As we indicated in our submission to the committee, we reduced the cost of our standard unit rates for both gas and electricity on 22 January. We did this having regard to the fall in the cost of wholesale gas during 2014. We announced our decision to reduce prices as soon as we could see that lower wholesale gas prices were giving rise to a reduction in the near and medium-term cost of gas and electricity that we purchase on behalf of our customers. As the energy regulator explained to the committee last week, energy companies such as ours buy forward; therefore, movements in wholesale markets do not translate into immediate price movements - whether up or down - for customers. A significant proportion of the gas our customers used in January 2015 was bought in early 2014. As the cost of wholesale gas continued to decrease into 2015, we have been able to secure a lower cost product for our customers. As a result, we were able to translate this into a discount on our standard unit rates.

We fully understand the perception to the effect that we are quick to pass on increases and slow to share reductions. However, that is not the case. In the past decade, for example, our gas prices were regulated on an annual basis by the Commission for Energy Regulation. Each year we submitted the cost of gas purchased for the previous 12 months and projected the cost of gas for the following 12 months and on that basis the price was set. Increases approved by the regulator during the period were, therefore, made following periods in which the wholesale cost had been rising steadily and were designed to recover against the latter rather than being a move to counter it. Following deregulation on 1 July, we were happy that the first price adjustment we could make in the price of gas involved a reduction. In the case of electricity, we have consistently tried to offer a competitive standard rate since entering the residential market in 2009. Our customers have enjoyed the lowest standard rate for electricity for 46 of the past 49 months. In respect of both gas and electricity and as we confirmed at the time of our price announcement, we will continue to review wholesale costs. If further savings arise, we will pass them on to our customers.

It has taken many years to develop the Bord Gáis Energy brand. I have been proud to work with the company for over 15 years. I can reassure the committee that it is desperately important to us, as an organisation, that our customers can trust us. In 2010 we published the first Bord Gáis Energy index, by means of which we share short and medium-term insights into energy markets with key stakeholders, the media and customers alike. We did this in order that people might be better informed about energy markets and what influenced the price they paid for electricity and gas. We continue to publish this index every month. We remain of the view that transparency in wholesale costs and other factors which have an impact on energy costs is important in order for customers to be confident that we are doing what we can to deliver competitive prices to them.

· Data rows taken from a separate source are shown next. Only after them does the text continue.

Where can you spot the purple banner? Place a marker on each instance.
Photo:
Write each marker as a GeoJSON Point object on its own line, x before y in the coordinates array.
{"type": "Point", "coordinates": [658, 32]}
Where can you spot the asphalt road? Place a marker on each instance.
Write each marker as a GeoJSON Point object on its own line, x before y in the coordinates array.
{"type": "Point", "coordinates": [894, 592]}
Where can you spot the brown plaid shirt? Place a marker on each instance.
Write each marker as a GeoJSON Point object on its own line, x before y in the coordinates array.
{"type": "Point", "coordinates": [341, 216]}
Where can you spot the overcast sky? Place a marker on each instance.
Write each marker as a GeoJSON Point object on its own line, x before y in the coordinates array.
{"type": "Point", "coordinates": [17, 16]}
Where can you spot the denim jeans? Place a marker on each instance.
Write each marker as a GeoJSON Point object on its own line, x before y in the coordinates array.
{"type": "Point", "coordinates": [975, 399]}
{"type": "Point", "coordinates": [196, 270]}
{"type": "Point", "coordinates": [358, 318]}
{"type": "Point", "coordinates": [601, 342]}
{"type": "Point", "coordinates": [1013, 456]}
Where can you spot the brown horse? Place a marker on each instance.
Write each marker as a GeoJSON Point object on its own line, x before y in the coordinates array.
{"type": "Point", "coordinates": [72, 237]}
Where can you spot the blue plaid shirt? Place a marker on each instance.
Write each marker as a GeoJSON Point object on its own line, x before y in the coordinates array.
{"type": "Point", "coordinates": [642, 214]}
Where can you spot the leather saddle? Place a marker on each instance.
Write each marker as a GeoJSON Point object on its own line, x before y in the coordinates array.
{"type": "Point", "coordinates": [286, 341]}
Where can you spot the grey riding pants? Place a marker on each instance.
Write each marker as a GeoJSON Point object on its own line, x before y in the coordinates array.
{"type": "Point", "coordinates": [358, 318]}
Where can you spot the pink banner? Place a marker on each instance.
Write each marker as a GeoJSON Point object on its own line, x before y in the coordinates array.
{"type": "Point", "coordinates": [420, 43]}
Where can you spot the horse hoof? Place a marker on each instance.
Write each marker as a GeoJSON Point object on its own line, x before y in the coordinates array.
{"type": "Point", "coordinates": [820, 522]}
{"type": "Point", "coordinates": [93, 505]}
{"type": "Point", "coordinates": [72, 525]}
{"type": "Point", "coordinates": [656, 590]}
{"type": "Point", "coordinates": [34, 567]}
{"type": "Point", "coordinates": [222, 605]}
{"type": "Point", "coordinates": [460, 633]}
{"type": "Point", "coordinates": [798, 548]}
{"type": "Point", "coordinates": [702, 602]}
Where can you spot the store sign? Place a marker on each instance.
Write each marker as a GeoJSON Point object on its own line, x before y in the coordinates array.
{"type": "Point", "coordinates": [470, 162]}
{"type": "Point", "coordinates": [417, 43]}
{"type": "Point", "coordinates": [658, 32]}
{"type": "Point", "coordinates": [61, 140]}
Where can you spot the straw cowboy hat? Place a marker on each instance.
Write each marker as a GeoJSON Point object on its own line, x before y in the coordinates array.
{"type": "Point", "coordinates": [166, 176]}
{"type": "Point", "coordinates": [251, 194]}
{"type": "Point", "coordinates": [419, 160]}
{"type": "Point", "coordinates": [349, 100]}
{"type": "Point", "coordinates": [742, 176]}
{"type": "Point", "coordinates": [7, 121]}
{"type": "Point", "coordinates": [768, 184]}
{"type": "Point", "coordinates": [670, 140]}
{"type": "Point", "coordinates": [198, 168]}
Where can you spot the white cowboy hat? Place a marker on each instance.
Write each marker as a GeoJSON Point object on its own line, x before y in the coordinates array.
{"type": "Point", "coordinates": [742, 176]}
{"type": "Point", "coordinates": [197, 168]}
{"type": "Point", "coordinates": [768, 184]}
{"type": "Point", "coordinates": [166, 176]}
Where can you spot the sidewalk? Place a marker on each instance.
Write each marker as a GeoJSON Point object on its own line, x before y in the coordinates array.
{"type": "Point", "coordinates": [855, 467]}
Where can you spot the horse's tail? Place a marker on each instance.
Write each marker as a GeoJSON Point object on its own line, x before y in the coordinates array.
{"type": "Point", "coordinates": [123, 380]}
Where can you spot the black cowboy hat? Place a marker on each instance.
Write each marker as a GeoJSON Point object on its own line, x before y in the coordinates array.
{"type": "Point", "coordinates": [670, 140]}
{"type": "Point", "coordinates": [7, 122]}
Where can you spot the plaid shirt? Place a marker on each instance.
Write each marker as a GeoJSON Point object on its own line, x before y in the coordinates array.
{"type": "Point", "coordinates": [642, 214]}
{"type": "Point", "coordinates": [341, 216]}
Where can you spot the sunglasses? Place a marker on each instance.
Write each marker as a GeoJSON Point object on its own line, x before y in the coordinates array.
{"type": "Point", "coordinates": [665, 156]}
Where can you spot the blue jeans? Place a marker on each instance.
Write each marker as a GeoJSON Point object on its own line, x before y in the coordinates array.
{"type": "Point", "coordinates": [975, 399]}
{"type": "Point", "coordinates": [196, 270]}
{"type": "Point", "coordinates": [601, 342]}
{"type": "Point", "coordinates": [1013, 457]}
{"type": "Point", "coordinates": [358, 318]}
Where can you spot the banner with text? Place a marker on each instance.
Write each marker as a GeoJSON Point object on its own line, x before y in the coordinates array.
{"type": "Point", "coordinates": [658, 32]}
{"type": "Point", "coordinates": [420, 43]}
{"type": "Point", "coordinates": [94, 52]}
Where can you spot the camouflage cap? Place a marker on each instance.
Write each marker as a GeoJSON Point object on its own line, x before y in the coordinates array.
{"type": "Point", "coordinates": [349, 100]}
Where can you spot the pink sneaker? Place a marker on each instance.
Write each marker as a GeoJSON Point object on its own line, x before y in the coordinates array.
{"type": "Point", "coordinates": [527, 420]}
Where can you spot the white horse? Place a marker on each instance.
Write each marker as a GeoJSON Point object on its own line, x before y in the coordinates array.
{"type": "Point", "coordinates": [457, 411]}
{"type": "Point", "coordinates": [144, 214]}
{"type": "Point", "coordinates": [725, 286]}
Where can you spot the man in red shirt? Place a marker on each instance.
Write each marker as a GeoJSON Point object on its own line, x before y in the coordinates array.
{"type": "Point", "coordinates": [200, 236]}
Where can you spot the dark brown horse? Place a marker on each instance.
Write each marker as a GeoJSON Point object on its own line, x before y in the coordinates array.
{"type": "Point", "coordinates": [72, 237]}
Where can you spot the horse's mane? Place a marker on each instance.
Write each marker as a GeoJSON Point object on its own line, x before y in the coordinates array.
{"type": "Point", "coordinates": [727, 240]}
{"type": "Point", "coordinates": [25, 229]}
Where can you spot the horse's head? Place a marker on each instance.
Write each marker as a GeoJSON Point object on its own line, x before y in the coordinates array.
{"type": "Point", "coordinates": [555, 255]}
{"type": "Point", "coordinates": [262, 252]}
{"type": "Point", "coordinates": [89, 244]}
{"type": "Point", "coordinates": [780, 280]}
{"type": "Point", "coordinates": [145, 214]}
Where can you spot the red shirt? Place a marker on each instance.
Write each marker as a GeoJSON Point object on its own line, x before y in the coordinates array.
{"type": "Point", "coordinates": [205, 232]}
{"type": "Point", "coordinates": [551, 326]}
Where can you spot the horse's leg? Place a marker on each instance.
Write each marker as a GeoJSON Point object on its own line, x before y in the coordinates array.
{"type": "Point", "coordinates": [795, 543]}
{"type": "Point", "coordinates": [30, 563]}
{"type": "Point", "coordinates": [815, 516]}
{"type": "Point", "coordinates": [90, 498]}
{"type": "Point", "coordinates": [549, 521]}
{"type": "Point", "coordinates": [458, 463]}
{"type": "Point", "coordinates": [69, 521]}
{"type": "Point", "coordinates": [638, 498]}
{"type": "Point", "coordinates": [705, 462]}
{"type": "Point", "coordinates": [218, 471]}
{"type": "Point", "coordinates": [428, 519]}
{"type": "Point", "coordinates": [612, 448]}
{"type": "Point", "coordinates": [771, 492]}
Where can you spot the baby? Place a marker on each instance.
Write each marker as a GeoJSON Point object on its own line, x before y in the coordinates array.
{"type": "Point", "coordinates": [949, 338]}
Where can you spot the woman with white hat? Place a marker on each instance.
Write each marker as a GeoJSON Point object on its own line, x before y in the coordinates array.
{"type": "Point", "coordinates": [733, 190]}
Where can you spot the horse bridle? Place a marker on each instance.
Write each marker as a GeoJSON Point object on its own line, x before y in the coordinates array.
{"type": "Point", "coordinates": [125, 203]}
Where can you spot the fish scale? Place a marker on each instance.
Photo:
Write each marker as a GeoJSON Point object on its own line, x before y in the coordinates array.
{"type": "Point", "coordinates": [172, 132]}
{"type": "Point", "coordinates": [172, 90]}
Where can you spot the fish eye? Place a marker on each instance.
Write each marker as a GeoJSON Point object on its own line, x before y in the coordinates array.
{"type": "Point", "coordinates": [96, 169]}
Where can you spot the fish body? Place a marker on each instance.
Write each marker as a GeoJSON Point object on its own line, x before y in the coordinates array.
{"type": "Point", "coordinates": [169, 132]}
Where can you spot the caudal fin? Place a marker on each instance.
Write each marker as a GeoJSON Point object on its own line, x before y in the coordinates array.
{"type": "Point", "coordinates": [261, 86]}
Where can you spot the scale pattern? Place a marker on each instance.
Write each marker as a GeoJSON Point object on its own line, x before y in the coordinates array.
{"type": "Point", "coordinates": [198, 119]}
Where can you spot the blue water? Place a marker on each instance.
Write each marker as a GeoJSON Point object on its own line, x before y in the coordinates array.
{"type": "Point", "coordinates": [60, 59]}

As members will be aware from last week's discussion with the energy regulator, our energy market is intensely competitive. We are continually obliged to extend ourselves and invest in order to acquire and retain customers. In the 23 years I have worked in the industry I have never before seen the level of choice currently available to customers. That is good and we welcome the competition. None of the energy companies represented at this meeting can be complacent in the context of retaining customers, which is how it should be. The committee and members of the public can rest assured that there is plenty of pressure on us to deliver competitive prices to our customers in order that we might retain them. That is why we reduced prices and will do so again if the opportunity arises.